Structural Basis for the GGGGCC Repeat RNA Binding to SRSF2 Protein†
Comprehensive Summary
RNA‐protein interactions are crucial for regulating various cellular processes such as gene expression, RNA modification and translation. In contrast, undesirable RNA‐protein interactions often cause dysregulated cellular activities associated with many human diseases. The RNA containing expanded GGGGCC repeats forms secondary structures that sequester various RNA binding proteins (RBPs), leading to the development of amyotrophic lateral sclerosis (ALS) and frontotemporal dementia (FTD). However, a gap persists in understanding the structural basis for GGGGCC repeat RNA binding to RBPs.

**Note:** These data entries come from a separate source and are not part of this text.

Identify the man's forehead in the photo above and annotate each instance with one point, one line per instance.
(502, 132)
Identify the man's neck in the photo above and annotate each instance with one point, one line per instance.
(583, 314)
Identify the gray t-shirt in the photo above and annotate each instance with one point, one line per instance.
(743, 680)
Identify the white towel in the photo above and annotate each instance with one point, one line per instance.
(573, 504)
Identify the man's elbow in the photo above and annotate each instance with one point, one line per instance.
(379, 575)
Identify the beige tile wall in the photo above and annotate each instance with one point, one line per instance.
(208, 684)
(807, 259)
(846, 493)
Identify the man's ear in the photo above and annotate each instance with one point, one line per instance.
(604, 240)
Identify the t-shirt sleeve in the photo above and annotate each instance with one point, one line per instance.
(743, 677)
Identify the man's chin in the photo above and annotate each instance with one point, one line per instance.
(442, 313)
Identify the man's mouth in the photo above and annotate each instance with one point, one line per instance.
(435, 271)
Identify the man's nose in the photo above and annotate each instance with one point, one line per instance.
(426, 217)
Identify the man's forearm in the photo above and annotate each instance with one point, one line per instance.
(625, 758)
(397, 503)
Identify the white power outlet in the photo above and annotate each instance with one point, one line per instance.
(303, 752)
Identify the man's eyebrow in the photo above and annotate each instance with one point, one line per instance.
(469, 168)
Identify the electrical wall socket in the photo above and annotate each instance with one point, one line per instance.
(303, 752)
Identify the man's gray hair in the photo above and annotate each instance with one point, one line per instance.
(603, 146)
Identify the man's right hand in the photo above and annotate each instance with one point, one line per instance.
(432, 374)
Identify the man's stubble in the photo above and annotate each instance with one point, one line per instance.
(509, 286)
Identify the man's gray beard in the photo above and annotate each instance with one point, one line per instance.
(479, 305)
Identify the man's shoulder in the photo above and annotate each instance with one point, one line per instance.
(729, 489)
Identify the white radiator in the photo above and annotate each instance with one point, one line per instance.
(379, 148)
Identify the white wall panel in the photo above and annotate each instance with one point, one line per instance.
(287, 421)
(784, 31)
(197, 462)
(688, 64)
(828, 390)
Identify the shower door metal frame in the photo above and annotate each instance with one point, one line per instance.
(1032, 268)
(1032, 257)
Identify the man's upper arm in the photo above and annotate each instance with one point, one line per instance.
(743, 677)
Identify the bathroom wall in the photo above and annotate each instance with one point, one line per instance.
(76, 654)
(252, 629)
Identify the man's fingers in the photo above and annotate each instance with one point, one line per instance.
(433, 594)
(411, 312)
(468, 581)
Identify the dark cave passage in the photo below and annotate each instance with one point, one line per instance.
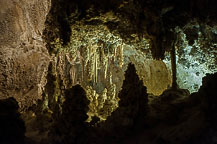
(108, 72)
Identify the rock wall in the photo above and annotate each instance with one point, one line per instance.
(23, 56)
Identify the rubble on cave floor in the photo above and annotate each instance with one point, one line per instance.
(167, 120)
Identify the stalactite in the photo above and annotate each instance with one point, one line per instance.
(173, 64)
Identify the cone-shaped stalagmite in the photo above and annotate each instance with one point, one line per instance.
(70, 127)
(132, 105)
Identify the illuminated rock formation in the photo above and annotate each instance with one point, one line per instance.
(132, 106)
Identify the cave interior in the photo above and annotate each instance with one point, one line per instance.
(108, 72)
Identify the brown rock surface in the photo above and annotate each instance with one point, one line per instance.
(23, 56)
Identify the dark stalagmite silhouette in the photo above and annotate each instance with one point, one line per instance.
(70, 127)
(12, 127)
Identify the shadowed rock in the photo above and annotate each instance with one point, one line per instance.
(12, 128)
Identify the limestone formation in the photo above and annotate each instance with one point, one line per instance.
(132, 106)
(70, 127)
(12, 128)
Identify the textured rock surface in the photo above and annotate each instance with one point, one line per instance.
(132, 107)
(12, 128)
(70, 126)
(23, 57)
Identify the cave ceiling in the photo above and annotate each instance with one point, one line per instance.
(154, 20)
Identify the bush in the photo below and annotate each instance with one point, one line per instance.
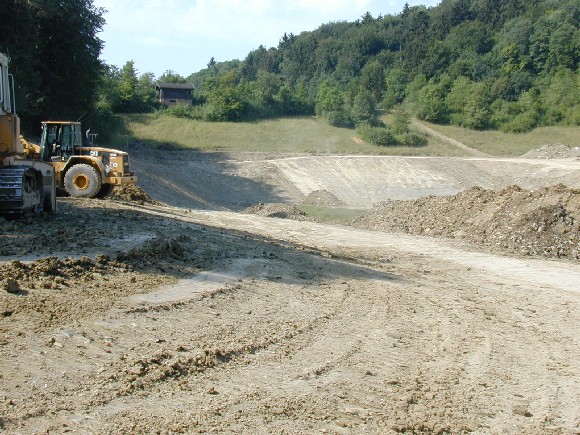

Here, we resolve the first solution NMR structure of a natural GGGGCC repeat RNA containing a 2 × 2 GG/GG internal loop, and perform MD simulations and site‐directed mutagenesis to elucidate the mechanism for GGGGCC repeat RNA binding to SRSF2, a splicing factor and key marker of nuclear speckles. We reveal that the R47/T51/R61 residues in RNA recognition motif of SRSF2 and the 2 × 2 GG/GG internal loop in GGGGCC repeat RNA are essential for binding. This work furnishes a valuable high‐resolution structural basis for understanding the binding mechanism for GGGGCC repeat RNA and RBPs, and steers RNA structure‐based drug design.